No, I meant they're the same concept from two different etymologies. A bracha is called "blessing" in English and "bénédiction" in French. Even the non-religious senses are still parallel in the two languages ("Mulan joined the army with her father's blessing"). So I assumed that when English absorbed the latter it would keep its meaning. Do you have an example where they'd clash? (Other than Eliezer's speech, obviously.) I didn't know the original sense of "blessing", thanks for that.
That's interesting, because "Mulan joined the army with her father's benediction" triggers -- so to speak -- my English parser's quirks mode, whereas "Mulan... blessing" sounds standard. Maybe dialect and/or language environment specific, I guess?
Okay, so "blessing" is an exact translation of French "bénédiction" while "benediction" fills a different linguistic niche. Thanks.

First, best wishes to the newly-married couple!
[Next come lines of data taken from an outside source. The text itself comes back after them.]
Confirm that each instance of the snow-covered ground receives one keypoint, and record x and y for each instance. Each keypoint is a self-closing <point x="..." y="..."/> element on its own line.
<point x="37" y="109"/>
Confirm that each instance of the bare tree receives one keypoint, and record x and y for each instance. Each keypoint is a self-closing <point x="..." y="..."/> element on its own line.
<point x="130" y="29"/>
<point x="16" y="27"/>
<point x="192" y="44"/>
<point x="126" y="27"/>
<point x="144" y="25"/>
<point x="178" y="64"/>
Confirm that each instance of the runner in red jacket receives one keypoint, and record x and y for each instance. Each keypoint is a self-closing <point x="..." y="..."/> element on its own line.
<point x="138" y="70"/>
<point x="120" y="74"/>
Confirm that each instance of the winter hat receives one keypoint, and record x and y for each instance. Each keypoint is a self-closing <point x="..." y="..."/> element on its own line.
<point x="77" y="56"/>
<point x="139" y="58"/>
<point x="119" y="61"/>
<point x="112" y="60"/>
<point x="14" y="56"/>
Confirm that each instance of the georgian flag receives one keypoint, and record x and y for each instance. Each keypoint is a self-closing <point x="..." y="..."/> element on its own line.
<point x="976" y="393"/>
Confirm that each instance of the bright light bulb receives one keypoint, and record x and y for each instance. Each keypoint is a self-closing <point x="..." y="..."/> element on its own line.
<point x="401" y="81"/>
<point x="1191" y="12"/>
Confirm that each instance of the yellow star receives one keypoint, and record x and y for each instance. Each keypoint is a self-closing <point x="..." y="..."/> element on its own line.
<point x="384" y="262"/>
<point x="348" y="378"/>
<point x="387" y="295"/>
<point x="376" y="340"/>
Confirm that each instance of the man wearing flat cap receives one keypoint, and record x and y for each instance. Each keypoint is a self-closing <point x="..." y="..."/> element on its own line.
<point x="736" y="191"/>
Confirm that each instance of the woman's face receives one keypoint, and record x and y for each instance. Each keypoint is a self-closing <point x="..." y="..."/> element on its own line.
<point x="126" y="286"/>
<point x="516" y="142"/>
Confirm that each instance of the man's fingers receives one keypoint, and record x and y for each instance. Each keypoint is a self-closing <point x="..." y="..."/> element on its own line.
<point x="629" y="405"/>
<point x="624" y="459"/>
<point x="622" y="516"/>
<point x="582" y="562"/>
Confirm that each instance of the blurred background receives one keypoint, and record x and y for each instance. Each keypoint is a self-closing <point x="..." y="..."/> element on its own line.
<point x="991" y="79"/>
From a purely aesthetic point of view, I liked the relatively respectful and traditional mood effected by the Wagner wedding march, the adherence to the customs of bridesmaids and groomsmen and the giving away of the bride. I also liked the subtle subversive effect achieved by the bare feet. I read it as acknowledging established tradition, taking advantage of its strong momentum, while firmly taking charge of it and adapting it as required. Nicely done.

in its finite wisdom

I chuckled at this.

together for 70 years or until one of you died

Was the "or" a slip of the tongue? I've never heard about traditional marriage "expiring", no matter how much it lasted, as long as both spouses stayed alive. See

Time-limited marriages are a thing. An old Islamic thing and something you see pop up sometimes as a suggestion like
Death could cut it shorter than 70 years, in which case "or" would make sense.

Here is some info about the Robert Lecnik - Peter McCluskey wedding, also officiated by Eliezer.

Wow! Amazing! Even Eliezer can write an incredibly, stupefyingly boring piece of text!

Seriously, haha, oh wow.

(VALIS bless them, btw.)

P.S. Did they at least wear rationalist shoes?


It reads a lot better when you hear it spoken (several sections look like they are meant to be read in this grim, somber tone when you read the transcript, but are actually more blatantly joking/conversational when read aloud.)

YMMV, of course. Also the quality of the video isn't that great.

Yeah, it was pretty great when spoken live.